Statute of Limitations questions raised by choice of law provisions within an arbitration agreement must be decided by an arbitrator and not by the court if the agreement is subject to the Federal Arbitration Act (FAA), according to the United States District Court for the Southern District of New York.
In Goldman, Sachs & Co. v. Griffin, No. 07 CIV. 1313 (LMM), 2007 WL 1467430 (S.D.N.Y. May 16, 2007), brokerage firm Goldman Sachs sought a permanent stay of arbitration proceedings instituted by former client Griffin. Goldman Sachs argued that Griffin's fraud, breach of duty, and breach of contract claims were barred by the New York statute of limitations.
The Court acknowledged that if New York law governed the arbitration agreement and its enforcement, the Court should decide statute of limitations questions under New York law. However, the Court found that the FAA controlled the agreement, and reasoned that the FAA "requires the opposite conclusion" on statute of limitations questions.

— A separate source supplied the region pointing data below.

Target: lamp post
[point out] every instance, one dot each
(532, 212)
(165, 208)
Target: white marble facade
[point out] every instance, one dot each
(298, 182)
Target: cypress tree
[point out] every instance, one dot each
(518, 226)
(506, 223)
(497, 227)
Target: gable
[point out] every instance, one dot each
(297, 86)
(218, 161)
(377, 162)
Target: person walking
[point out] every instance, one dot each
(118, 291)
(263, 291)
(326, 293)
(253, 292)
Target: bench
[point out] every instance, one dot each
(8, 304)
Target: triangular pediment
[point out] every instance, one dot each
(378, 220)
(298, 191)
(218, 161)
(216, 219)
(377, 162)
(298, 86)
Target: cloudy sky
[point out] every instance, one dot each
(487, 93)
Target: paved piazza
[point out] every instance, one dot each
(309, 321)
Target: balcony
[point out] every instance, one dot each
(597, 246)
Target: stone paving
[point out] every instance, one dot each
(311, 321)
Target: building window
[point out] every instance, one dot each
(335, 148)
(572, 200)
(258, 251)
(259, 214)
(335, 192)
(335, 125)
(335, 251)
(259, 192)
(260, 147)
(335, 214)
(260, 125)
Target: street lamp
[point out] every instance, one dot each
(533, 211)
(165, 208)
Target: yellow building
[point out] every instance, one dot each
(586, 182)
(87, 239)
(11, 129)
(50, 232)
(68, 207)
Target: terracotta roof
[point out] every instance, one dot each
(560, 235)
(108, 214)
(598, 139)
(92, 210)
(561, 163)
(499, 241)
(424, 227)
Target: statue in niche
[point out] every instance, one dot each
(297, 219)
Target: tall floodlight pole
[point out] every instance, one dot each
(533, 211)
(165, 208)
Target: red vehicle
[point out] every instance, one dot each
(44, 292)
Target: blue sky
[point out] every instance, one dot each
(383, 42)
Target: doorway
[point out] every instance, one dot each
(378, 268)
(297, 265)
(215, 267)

Applying the FAA, the Court noted that any doubts concerning the scope of arbitrable issues should be resolved in favor of arbitration, and observed only a narrow exception to this presumption for "questions of arbitrability." But, quoting the narrow meaning accorded the term "questions of arbitrability" by the United States Supreme Court, the Court held that the statute of limitations questions here were "allegations of waiver, delay, or a like defense to arbitrability," a "kind of general circumstance where parties would likely expect that an arbitrator would likely decide" the issue.
The Court also noted the Second Circuit had explicitly held that "any limitations defense – whether stemming from the arbitration agreement, arbitration association rule, or state statute – is an issue to be addressed by the arbitrators."